Les travaux ont donné lieu à l’émission d’une facture en date du 12 décembre 2011, d’un montant de
12 646,17 euros, qui n’a pas été réglée en raison du litige opposant les parties à raison des
dysfonctionnements de l’installation.
Le 17 février 2012, le tribunal d’instance de Clermont-Ferrand, saisi par Mme X, a enjoint à
la société Y de remplacer une pièce défectueuse à l’origine d’une fuite sur la chaudière
se traduisant par une perte de pression d’eau affectant l’installation, et d’achever les travaux prévus au
devis. Une ordonnance de ce même tribunal a condamné l’entrepreneur au paiement d’une somme de
400 euros en raison de la non-exécution des travaux exigés.
Le 23 novembre 2012, la société Y a fait assigner Mme X devant le juge des
référés du tribunal de grande instance de Clermont-Ferrand pour obtenir, par provision, le règlement
du solde de sa facture. En réponse, Mme X a sollicité l’organisation d’une expertise qui a été
ordonnée par le juge des référés et confiée à M. FICHEUX.
Ce technicien, qui a déposé son rapport le 31 juillet 2014, a relevé :
— une insuffisance de pression dans l’installation,
— la présence de plusieurs fuites d’eau en partie arrière de la chaudière soit au niveau de ce matériel
soit au niveau des raccords réalisés par la société Y,
— une insuffisance de performance de la pompe à chaleur liée à un dimensionnement incorrect, la
rendant inutilisable au-dessus de 0° C et, en toute hypothèse, sans véritable intérêt en termes de
baisse de la consommation d’énergie,
— l’absence d’installation d’un vase d’expansion,
— un désembouage non réalisé conformément aux prescriptions du constructeur,
— une absence de mise en service de l’ensemble de l’installation.

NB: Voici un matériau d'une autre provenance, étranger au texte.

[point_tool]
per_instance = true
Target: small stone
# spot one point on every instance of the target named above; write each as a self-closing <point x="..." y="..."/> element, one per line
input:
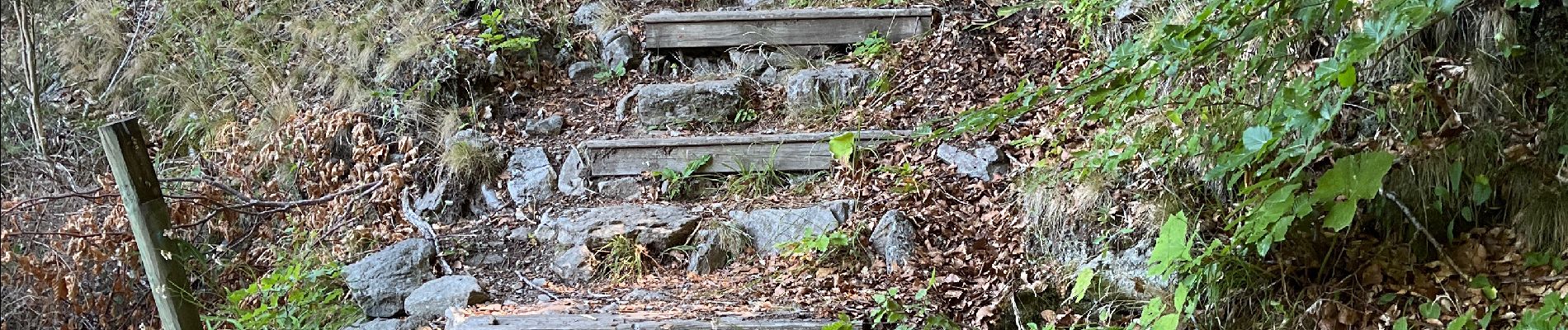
<point x="550" y="125"/>
<point x="777" y="225"/>
<point x="891" y="238"/>
<point x="531" y="176"/>
<point x="621" y="188"/>
<point x="980" y="163"/>
<point x="437" y="296"/>
<point x="645" y="296"/>
<point x="381" y="280"/>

L’expert judiciaire a préconisé le remplacement pur et simple de la chaudière, la réparation des fuites
sur les raccords mis en 'uvre par la société Y, la pose du vase d’expansion prévu au
devis et la réalisation de travaux de désembouage de l’installation conformes aux prescriptions du
fabricant du matériel.
En l’absence de devis produit par les parties, il a évalué le coût de ces différentes opérations à 7 700
euros.
Par acte d’huissier de justice délivré le 22 octobre 2015, Mme X a fait assigner, sur le fond, la
société Y devant le tribunal de grande instance de Clermont-Ferrand. Et cette société
ayant fait l’objet d’une procédure de redressement judiciaire ouverte le 6 avril 2016, la procédure a
été régularisée par l’intervention volontaire de la SELARL Z, désignée en qualité de
mandataire judiciaire.
Au principal, Mme Y demandait la résolution du contrat de vente et que le chauffagiste
soit condamné à procéder au démontage et à l’enlèvement de l’installation, et à lui payer la somme de
2 167,35 euros au titre de l’acompte payé le 13 octobre 2011. Elle demandait également
l’indemnisation de son préjudice à hauteur de 3 500 euros.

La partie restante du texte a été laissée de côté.